What is Mobbing?
“The term mobbing describes a conflict at the workplace in which the balance of power has shifted against one of the parties. This party to the conflict is systematically subjected to frequent hostile attacks over a long period of time that could result in significant harm to that person and the company.” (see Kolodej, Psychoterror am Arbeitsplatz und seine Bewältigung, 2005, p.24).
Mobbing can be prosecuted under criminal, civil, service and labor-laws
Mobbing by employers means that they are transgressing their duty of care pursuant § 1157 par 1 ABGB and § 18 AngG. This duty of care also stipulates that employers must protect you from bullying by colleagues, and to prohibit it. Bullying co-workers undermine employers’ fiduciary duty towards their employees by thwarting their interests. If it gets to the point where it actually violates your “absolute right” (health, property, honor), for example if mobbing makes you ill, your co-workers are definitely breaking the law.
Mobbing Actions (see Kolodej, Mobbing, p.43)

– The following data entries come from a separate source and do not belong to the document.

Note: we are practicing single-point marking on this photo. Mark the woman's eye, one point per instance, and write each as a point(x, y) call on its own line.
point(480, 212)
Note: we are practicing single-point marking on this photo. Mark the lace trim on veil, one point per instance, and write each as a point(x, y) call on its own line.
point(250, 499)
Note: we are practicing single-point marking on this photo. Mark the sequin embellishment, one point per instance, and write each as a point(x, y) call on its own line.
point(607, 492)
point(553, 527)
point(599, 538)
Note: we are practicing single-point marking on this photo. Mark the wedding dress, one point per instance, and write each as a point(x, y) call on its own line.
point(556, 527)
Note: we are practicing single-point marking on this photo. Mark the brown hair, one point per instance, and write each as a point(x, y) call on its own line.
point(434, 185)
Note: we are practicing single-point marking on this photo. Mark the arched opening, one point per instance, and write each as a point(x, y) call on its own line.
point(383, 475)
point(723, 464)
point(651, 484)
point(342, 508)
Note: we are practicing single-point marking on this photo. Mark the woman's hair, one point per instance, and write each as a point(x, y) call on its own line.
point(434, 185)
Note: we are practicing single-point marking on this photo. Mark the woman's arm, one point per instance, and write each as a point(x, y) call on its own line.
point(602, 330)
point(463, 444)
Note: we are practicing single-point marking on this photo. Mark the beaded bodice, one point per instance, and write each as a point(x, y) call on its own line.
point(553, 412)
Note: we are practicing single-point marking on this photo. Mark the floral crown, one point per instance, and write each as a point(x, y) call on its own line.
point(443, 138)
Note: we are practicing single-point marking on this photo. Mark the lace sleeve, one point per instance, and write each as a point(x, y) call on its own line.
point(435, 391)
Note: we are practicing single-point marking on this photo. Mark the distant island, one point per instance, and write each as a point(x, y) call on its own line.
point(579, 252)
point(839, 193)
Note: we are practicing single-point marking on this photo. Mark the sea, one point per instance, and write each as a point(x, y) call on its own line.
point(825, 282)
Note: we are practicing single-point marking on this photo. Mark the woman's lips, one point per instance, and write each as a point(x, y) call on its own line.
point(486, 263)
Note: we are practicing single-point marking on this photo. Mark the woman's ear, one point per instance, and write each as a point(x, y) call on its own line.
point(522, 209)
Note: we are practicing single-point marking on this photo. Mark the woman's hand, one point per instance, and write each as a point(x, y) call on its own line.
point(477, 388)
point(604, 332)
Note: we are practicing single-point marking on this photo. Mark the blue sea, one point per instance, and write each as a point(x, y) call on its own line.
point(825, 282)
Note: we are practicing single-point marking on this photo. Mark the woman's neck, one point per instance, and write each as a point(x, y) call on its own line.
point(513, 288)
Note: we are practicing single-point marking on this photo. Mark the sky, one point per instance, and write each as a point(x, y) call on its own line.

- Preventing someone from expressing themselves verbally (e.g. limiting their communication possibilities, continuously interrupting, constant criticism, telephone terror, threats, refusing contact)
- Attacks on social relationships (e.g. not speaking to the targets, secluding them, treating them as if they were not there)

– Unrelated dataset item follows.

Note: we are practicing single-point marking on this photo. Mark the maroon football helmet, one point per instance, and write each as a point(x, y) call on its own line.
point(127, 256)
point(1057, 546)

- Attacks on social standing (e.g. saying bad things about the targets, spreading rumors, mocking, taunting)
- Attacks on the quality of professional and living situation (e.g. not assigning work tasks, assigning pointless tasks or assigning tasks far above/below the target’s abilities)
- Attacks on health (e.g. assigning tasks detrimental to health, acts of physical abuse or violence, causing material damage)

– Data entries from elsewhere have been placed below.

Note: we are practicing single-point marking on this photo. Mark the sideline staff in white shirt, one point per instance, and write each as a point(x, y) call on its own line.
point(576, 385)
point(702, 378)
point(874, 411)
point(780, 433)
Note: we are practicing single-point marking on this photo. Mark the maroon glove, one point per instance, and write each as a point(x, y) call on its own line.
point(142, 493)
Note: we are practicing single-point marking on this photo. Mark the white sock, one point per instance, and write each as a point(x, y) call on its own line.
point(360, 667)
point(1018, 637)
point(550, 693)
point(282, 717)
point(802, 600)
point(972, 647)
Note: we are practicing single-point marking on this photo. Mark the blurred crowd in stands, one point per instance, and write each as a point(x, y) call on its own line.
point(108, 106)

Mobbing causes great distress to the targets and also significantly damages the organization as a whole in regard to teamwork and working climate.
What to do:
• Address the incidents, silence is silver, speech is gold! Voice your discomfort using specific situations as examples.
• Keep a mobbing diary, write every incident down with the date.
• Using a mobbing checklist, check if the incidents already classify as “mobbing.”